Правда, все правда. Почему же мы любим этот беспризорный мир на краю сущего?
Я сижу перед маленьким очагом, и когда снаружи дует ветер стонет в каменной трубе, которую я приказал возвести красоты ради, грохочет в водосточных желобах, завывает в кованых украшениях, вдоль карнизов и декоративных решеток, мне открывается истина: планета Америка вращается вокруг своей оси где-то на задворках, на периферии, на самом краю безграничной галактики, от чьего круговорота захватывает дух. А звезды, которые как будто покачиваются на ветру, на самом деле порождают этот самый ветер. Иногда я вроде бы вижу огромные лица, склоняющиеся среди светил, чтобы заглянуть в мои два окна лица золотые и нечеткие, тронутые жалостью и удивлением; и поднимаюсь я из кресла, ковыляю к хлипкой двери, но ничего там нет; и беру я топор («Бантингс Бест», 4 фунта 6 унций, ручка из гикори), что стоит у двери, а потом выхожу наружу, где под песню ветра деревья хлещут себя, как флагелланты, и глядят звезды сквозь решетку бегущих туч, но в остальном небо остается пустым и безжизненным.
С тосканским небом все иначе: его безмятежную голубизну прерывают лишь одно-два белых облака, не отбрасывающих тени. Фонтан сверкает на солнце, но Джо его не слышит, и вода никогда не намочит ни его одежду, ни даже каменные плиты вокруг бассейна.

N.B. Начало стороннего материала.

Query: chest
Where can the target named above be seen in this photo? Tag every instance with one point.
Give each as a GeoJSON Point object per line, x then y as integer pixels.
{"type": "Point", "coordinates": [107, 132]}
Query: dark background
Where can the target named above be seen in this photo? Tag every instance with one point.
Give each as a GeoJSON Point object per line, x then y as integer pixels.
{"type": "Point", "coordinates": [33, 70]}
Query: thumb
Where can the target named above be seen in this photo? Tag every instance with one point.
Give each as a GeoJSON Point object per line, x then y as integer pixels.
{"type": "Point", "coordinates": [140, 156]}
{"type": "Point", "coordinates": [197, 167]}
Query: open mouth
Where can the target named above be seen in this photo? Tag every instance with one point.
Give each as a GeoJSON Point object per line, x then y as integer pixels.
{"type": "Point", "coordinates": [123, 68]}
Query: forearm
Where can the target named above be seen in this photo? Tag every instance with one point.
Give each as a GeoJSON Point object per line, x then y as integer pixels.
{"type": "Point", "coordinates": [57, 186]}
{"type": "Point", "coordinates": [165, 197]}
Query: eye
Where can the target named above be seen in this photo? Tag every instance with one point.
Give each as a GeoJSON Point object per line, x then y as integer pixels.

Джо держит крошечное ружье с жестяным стволом и деревянную собаку с негнущимися лапами, но Бобби Блэк идет и, если ему удастся захватить эту комнату, начнет бросать яблоки, которые разобьются о стены, забрызгают картину и пол хрустящими, ароматными, кислыми кляксами; а те, в свою очередь, в конце концов покоричневеют, обратятся в грязь и гниль, их обнаружат (скорее всего, это сделает Ханна) и обвинят меня невозможно, немыслимо, чтобы мне пришлось вымыть пол, уж скорее свинья полетит или мышь сыграет на губной гармошке; мы свиньи, мыши, дети такими вещами не занимаемся, наши конечности для них не приспособлены. Я стою на верхней ступеньке лестницы, уступая в силе и росте, но превосходя в положении, я молчу, и мои глаза почти закрыты, а лицо искажено от подступающих слез так я бросаю ему вызов; а он насмехается, зная, что стоит мне издать хоть один звук, и я проиграю; остальные заглядывают мне через плечо и между ног они зрители, а не мои союзники.